Tool for tuning hive queries

tool for tuning hive queries

1. Enable Compression in Hive

  • By doing compression at various phases (i.e. on final output, intermediate data),we achieve performance improvement in Hive Queries.

2. Optimize Joins

We can improve the performance of joins.By enabling Auto Convert Map Joins and enabling optimization of skew join.

  1. Auto Map Join
  2. Skew Joins
  3. Enable Bucketed Map Joins

Auto Map Join:

    • Auto Map-Join is useful feature when joining a big table with a small table.
    • If we enable this feature, the small table will be saved in the local cache on each node, joined with the big table in the Map phase.
    • Enabling Auto Map Join provides 2 advantages.
    • Primary,it loads a small table into cache will save read time on each data node.
    • Secondary, it avoids skew joins in the Hive query, since the join operation has been already done in the Map phase for each block of data.

Skew joins:

    • We enable skew joins by setting hive.optimize.
    • Skew join property SET command in hive shell or hive-site.xml file.

Enable Bucketed Map Joins

    • The tables as specific column and tables used in joins to improve performance bucketed map join is used.

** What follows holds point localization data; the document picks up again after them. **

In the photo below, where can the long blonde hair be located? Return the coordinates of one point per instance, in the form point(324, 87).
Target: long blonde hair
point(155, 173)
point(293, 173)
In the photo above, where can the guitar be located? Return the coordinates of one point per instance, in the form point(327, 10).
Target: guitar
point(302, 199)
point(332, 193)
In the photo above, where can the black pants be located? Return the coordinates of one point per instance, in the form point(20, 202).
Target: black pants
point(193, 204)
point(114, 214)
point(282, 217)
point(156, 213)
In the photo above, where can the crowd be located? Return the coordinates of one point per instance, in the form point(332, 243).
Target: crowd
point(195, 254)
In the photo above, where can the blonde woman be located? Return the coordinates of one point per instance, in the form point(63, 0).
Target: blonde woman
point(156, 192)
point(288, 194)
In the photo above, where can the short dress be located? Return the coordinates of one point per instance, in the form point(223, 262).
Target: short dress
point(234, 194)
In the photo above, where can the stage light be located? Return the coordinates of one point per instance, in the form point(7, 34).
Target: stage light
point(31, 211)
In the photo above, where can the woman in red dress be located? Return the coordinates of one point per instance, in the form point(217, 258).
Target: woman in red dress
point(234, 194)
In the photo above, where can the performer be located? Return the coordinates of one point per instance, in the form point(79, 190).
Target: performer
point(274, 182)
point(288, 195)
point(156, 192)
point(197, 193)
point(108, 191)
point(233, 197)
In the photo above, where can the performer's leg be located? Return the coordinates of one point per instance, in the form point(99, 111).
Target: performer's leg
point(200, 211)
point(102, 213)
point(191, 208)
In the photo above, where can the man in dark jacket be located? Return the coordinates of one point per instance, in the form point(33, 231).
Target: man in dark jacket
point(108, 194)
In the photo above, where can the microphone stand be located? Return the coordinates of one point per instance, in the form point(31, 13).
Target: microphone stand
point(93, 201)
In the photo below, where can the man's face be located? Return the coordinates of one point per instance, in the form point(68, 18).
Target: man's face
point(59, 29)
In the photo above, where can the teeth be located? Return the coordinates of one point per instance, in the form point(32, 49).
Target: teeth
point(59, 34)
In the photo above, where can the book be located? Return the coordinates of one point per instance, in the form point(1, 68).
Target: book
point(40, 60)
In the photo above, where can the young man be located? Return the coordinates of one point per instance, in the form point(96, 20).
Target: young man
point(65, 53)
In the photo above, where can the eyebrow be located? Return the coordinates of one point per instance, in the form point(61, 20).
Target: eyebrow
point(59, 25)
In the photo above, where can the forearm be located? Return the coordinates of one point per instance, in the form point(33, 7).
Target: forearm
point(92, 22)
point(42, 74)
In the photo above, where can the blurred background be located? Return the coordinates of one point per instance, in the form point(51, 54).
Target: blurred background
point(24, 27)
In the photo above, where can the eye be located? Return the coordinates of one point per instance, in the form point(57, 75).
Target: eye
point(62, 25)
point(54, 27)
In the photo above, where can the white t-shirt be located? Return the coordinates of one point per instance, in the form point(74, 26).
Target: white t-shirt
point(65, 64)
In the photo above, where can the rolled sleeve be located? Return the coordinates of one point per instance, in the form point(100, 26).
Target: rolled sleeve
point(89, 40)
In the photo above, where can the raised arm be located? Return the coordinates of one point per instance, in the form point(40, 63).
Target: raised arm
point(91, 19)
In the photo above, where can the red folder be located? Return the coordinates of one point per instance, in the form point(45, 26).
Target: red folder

3. Enable Parallel Execution

  • Hive converts a query into more stages.The MapReduce stage, sampling stage, a mergestage and a limit stage.
  • By default, Hive executes only one time for these satges.
  • A particular job may consist of some stages that are not dependent on each other and could be executed in parallel, possibly allowing the overall job to complete more quickly.

4. Single Reduce for Multi Group BY

  • The single reducer used for multi operations, it combine multiple GROUP BY operations in a query into a single MapReduce job

5. Enable Vectorization

  • Vectorization introduced into hive for the first time in hive-0.13.1 release only
  • It improve operations like scans, aggregations, filters and joins, batches of 1024 rows for each time.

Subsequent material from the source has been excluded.